Using a simple example, after Initializing the model:

import numpy as np

import torch
from torch import nn
from torch import tensor
from torch import optim


torch.manual_seed(42)
device = 'gpu' if torch.cuda.is_available() else 'cpu'

X = xor_input = tensor([[0,0], [0,1], [1,0], [1,1]]).float().to(device)
Y = xor_output = tensor([[0],[1],[1],[0]]).float().to(device)

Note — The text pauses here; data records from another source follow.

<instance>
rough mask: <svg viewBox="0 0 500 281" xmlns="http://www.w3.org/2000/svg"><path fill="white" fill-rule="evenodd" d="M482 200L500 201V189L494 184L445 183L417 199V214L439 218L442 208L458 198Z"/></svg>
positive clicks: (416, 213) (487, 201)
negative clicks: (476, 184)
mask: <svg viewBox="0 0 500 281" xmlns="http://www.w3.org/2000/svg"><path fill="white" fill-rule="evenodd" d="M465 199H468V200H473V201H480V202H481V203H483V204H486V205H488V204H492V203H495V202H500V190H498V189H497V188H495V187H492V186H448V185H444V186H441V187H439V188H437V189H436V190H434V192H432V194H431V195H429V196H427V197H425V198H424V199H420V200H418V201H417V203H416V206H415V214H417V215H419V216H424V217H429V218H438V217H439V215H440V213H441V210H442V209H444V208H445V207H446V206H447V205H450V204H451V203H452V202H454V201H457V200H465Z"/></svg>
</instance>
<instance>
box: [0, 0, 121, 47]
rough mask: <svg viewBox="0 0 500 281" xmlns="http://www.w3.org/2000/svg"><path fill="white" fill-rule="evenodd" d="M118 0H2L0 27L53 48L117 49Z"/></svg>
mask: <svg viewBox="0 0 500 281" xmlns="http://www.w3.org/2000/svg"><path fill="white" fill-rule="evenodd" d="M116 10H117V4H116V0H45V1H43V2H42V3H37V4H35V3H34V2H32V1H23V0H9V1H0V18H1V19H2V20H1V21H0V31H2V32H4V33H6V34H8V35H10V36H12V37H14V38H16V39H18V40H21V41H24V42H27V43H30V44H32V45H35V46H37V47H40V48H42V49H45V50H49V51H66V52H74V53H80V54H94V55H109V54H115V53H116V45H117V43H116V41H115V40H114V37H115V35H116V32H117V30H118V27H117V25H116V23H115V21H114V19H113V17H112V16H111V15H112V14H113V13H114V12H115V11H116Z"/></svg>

# Use tensor.shape to get the shape of the matrix/tensor.
num_data, input_dim = X.shape
print('Inputs Dim:', input_dim) # i.e. n=2 

num_data, output_dim = Y.shape
print('Output Dim:', output_dim) 
print('No. of Data:', num_data) # i.e. n=4

hidden_dim = 5
learning_rate= 0.3
model = nn.Sequential(
            # Use nn.Linear to get our simple perceptron.
            nn.Linear(input_dim, hidden_dim),
            # Use nn.Sigmoid to get our sigmoid non-linearity.
            nn.Sigmoid(),
            # Second layer neurons.
            nn.Linear(hidden_dim, output_dim),
            nn.Sigmoid()
        )
optimizer = optim.SGD(model.parameters(), lr=learning_rate)
criterion = nn.L1Loss()

Before the first backwards pass, the optimizer’s parameter groups doesn’t contain any .grad tensors, e.g. this returns None.

optimizer.param_groups[0]['params'][0].grad

After the backwards pass:

predictions = model(X)
loss = criterion(predictions, Y)
loss.backward()

optimizer.param_groups[0]['params'][0].grad

Now the optimizer’s param_groups contain .grad tensors, e.g. optimizer.param_groups[0]['params'][0].grad now returns:

tensor([[ 0.0002,  0.0002],
        [-0.0005,  0.0003],
        [-0.0000,  0.0000],
        [-0.0000, -0.0002],
        [ 0.0003, -0.0001]])

I understand that these values are the ones that are added during the .step() function.

The .grad tensors would come from the loss.backwards() but I don’t see any interaction between the L1Loss object the SGD optimizer object, so the tensors from the model.parameters() should be the keeping these backwards value.

But how are these values from the .grad tensors obtained?

These two lines create a chain on operations linking your model and the loss applied to the output.
When you do loss.backward(), the autograd engine computes the gradient of the loss with respect to each weight in your forward graph and populates the .grad attribute.

So these values are added during the .backward() call and NOT the .step() call.

The role of the .step() call is to update the weights according to the optimiser you have defined.

Does that mean that all tensors are passed by reference between the model.parameters(), criterion and optimizer?